EMS is called to the residence of a 78 year old male.
It’s the middle of the night. The patient’s spouse meets you at the front door and brings you back to the bedroom.
The patient is sitting on the edge of his bed. He is highly anxious and complaining of chest discomfort and palpitations.
- Onset: During sleep
- Provoke: Running made the sensation feel better earlier the previous day
- Quality: An “electric” sort of “full” feeling in his chest
- Radiate: The sensation does not radiate
- Severity: 5/10
- Time: Started earlier the previous day but went away after running
The patient takes several deep breaths during EMS evaluation and seems upset that it doesn’t correct the problem.
Skin is pink, warm, and moist.
Breath sounds are clear bilaterally.
Vital signs are assessed.
- HR: 100
- RR: 20
- NIBP: 160/98
- SpO2: 98% on RA
- Temp: 98.4 F / 36.9 C
The cardiac monitor is attached.
A 12-lead ECG is obtained.
What’s going on here? The computerized interpretation says “Ventricular pre-excitation, WPW pattern type B”. Is that possible?
No, this is just a typical ventricular paced rhythm (with the pacing lead in the apex of the right ventricle). To me,Â this falls into the list of reasons why “axis matters.”
Whenever you see a wide complex rhythm with left bundle branch block morphology in lead V1 and left axis deviation, you should consider the possibility of paced rhythm. Sometimes, as in this case, you will also see negative concordance of QRS complexes in the precordial leads (all of the QRS complexes are negatively deflected).
I have noticed on many occasions that inability to recognize a paced rhythm can lead to incorrect interpretations of the 12-lead ECG. That’s why it’s important to look (and feel) for a pacemaker when you do your physical exam!
You do perform a physical exam, right? (Say yes.)
Undressing your patients from the waist up (while preserving their dignity) helps with proper lead placement, reveals surgical scars and implantable medical devices, and allows you to assess breath sounds more accurately.
When you suspect the possibility of a ventricular paced rhythm you should scrutinize leads V3-V5 for pacer spikes.
This makes sense when you think about it because these leads are in close proximity to the apex of the right ventricle. One of the few drawbacks to setting the high frequency / low pass filter to 40 Hz (from 150 Hz) is that it makes pacing spikes more difficult to appreciate.

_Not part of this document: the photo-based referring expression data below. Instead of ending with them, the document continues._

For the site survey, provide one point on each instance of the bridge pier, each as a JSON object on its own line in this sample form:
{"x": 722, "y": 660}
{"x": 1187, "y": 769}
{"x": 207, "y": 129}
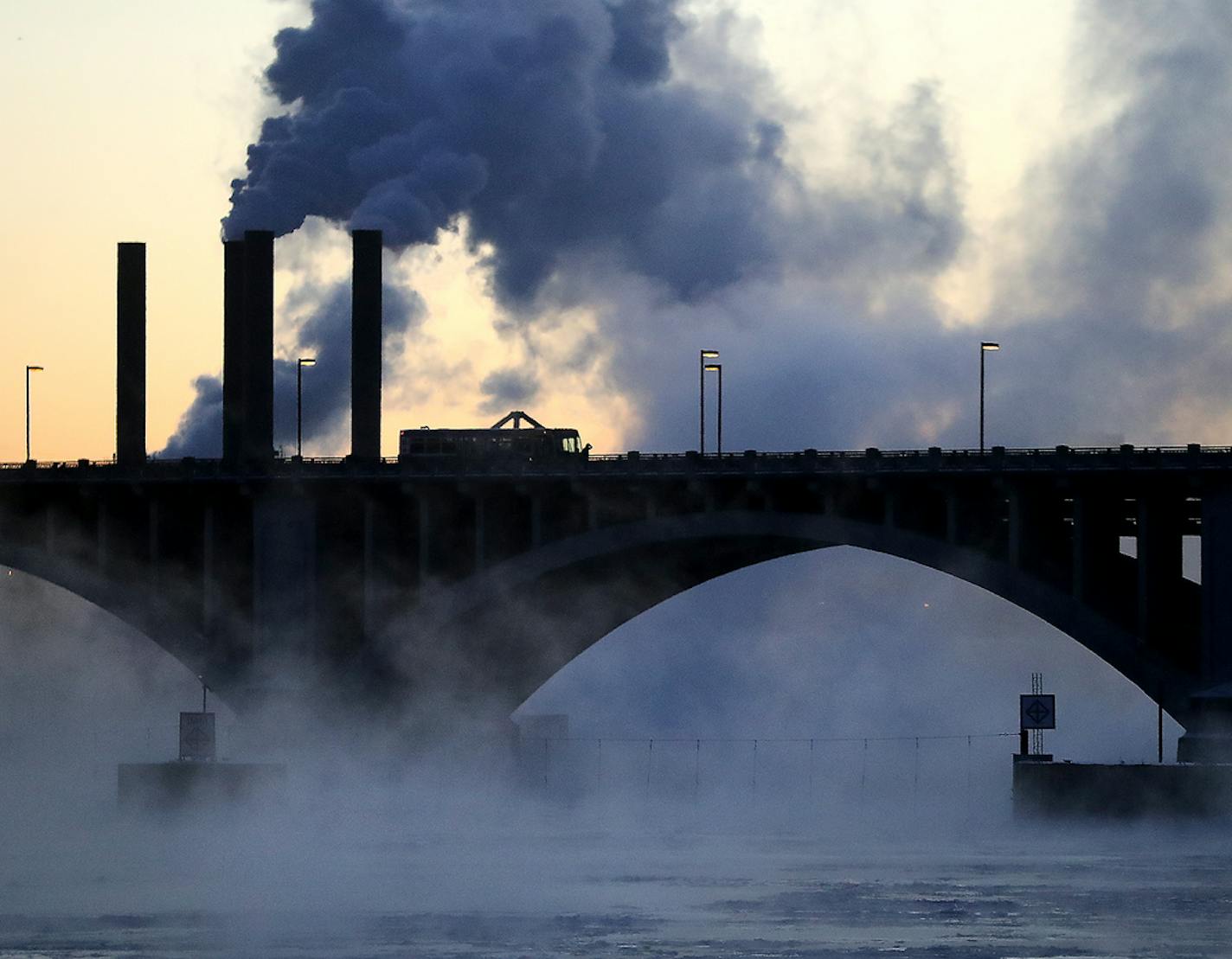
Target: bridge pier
{"x": 1159, "y": 569}
{"x": 209, "y": 596}
{"x": 284, "y": 583}
{"x": 1095, "y": 548}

This case is also a nice example of appropriate T-wave discordance. In other words, generally speaking, the T-waves are deflected opposite the majority of the QRS complex, which suggests a secondary ST/T-wave abnormality (as opposed to the primary ST/T-wave abnormalities of ischemia or acute injury).
Since all of the precordial leads show negative QRS complexes, let’s arrange them smallest to largest and see if we notice anything.
See how the T-waves gets larger as the S-wave get deeper? This is the rule of proportionality, which states that repolarization is proportional to depolarization.
This patient may be suffering ACS but the ECG does not meet Sgarbossa’s criteria to identify acute STEMI in the presence of left bundle branch block or paced rhythm.